중국동북식당/Dong Bei Ren Restaurant/東北人

인터넷 검색을 하다가 우연히 중국의 동북지역 음식인 동북채東北菜에 관한 들을 읽게 되었습니다. 저는 1990년 백두산 등산을 간 길에 이곳 지방의 음식을 많이 먹을 기회가 있었습니다. 또한 20001 ~ 2003년 홍콩에서 2년여를 살 때, 매주 일요일 중국의 심천으로 동북 길림 출신의 조선족 부부에게 영어를 가르쳐 주고, 대신 중국어를 배우러 다녔습니다. 이때 심천에 있는 매우 특이하고 유명한 Dong Bei Ren Restaurant/東北人菜館에 즐겨 다녔습니다. 이집은 인테리어며, 종업원들의 의상, 메뉴 등등으로 꽤 소문이 났습니다. 물론 음식도 특이하고 맛있습니다. 2007년 3월 말/4월 초 아들 부부가 살고 있는 중국 산동성의 칭따오/청도靑島에 갔을 때에도 아들 부부가 저를 같은 이름의 레스토랑에 데리고 갔습니다. 무척 맛있는 음식을 싼 값에 팔아 손님들로 가득하였습니다. 특히 우리나라 교포인 조선족이 많이 사는 지역의 음식이라 그런지 한국음식의 영향도 좀 있는 듯 하고 맛도 우리 입에 맞았습니다. 심천과 청도에서 먹던 음식을 생각하며 이 글을 올립니다. 보다 자세한 내용은 이 레스토랑의 홈페이지 : http://www.dongbeiren.com.cn 를 참고바랍니다.
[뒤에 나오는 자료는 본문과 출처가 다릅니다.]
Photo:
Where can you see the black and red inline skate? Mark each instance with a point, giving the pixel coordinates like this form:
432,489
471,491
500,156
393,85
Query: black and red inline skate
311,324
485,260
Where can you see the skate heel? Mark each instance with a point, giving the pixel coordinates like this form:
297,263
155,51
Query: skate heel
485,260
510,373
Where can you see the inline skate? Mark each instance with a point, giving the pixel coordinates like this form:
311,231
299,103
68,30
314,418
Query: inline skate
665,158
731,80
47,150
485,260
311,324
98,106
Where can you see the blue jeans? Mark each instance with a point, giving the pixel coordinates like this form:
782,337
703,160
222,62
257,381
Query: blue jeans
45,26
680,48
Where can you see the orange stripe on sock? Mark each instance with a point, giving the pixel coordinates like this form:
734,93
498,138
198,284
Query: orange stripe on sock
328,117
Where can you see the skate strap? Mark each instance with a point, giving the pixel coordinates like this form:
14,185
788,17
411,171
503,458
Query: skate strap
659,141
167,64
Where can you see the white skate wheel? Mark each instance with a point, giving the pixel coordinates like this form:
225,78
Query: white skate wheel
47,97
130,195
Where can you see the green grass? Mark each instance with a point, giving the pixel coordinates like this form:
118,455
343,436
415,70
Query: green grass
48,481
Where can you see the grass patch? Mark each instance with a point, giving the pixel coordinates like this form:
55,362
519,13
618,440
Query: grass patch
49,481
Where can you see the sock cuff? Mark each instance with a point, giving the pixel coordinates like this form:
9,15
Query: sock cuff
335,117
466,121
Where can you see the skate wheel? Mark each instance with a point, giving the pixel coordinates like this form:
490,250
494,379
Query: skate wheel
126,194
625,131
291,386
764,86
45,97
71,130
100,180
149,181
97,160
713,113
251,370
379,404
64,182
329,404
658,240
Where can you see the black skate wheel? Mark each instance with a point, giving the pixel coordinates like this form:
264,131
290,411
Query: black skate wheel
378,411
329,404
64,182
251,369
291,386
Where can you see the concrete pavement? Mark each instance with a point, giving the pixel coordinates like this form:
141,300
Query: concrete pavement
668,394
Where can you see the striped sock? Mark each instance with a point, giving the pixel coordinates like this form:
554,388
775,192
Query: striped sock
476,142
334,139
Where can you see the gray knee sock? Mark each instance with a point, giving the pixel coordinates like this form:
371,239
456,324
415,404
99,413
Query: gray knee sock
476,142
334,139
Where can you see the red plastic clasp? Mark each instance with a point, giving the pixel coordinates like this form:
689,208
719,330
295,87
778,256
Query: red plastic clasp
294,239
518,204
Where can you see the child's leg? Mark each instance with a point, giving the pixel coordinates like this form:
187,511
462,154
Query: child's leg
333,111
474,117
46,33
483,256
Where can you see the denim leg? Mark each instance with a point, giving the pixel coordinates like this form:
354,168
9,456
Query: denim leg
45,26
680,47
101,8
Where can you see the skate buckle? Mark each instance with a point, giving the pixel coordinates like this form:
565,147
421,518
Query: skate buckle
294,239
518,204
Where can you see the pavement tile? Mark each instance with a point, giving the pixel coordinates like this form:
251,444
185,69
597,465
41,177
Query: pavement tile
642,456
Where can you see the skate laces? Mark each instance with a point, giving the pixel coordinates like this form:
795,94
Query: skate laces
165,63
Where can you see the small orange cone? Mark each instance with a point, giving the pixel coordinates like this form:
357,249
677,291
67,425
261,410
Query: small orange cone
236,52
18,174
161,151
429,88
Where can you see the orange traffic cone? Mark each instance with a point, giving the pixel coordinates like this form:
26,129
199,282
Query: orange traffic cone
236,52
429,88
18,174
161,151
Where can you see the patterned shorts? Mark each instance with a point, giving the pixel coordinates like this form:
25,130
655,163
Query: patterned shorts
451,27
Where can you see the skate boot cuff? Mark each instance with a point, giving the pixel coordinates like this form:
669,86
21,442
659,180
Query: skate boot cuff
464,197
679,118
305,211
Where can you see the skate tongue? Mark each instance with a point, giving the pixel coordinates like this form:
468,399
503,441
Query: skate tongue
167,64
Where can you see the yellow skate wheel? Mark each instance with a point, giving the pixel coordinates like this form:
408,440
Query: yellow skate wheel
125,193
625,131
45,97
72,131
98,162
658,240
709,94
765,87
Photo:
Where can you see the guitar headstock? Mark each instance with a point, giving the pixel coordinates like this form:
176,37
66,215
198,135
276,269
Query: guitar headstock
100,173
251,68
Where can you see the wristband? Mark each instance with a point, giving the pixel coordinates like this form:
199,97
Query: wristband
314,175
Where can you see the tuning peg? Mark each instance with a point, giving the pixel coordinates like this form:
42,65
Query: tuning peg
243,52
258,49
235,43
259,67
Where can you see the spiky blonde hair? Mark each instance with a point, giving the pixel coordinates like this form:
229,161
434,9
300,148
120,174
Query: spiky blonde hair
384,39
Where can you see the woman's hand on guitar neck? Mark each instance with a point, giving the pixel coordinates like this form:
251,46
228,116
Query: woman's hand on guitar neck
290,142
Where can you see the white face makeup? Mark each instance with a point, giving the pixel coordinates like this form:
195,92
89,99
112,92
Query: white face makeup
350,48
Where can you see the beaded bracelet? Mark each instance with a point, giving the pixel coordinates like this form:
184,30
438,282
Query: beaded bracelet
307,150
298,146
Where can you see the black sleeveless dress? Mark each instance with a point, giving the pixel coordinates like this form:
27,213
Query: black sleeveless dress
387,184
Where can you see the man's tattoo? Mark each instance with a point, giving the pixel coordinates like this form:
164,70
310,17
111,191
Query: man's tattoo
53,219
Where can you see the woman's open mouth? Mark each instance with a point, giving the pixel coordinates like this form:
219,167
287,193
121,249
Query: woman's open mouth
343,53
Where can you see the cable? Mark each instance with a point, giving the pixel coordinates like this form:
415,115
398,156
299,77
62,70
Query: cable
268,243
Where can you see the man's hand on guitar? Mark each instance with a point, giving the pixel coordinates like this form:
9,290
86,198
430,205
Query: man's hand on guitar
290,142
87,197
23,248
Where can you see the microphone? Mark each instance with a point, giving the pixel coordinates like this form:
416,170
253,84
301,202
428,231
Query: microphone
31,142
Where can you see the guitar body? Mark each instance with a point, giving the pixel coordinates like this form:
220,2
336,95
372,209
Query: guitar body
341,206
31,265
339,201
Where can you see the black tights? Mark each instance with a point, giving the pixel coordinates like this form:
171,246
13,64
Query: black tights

이 레스토랑의 종업원들이 입은 독특한 유니폼과 실내장식을 보면 해방 직후 우리나라 일반 가정에서 요를 만들 때 요바닥에 쓰던 광목 또는 옥양목에 프린트와 진다홍의 꽃무늬가 생각납니다. 매우 특이한 실내장식과 유니폼은 옛날 어려웠던 시절의 생활을 생각나게 합니다.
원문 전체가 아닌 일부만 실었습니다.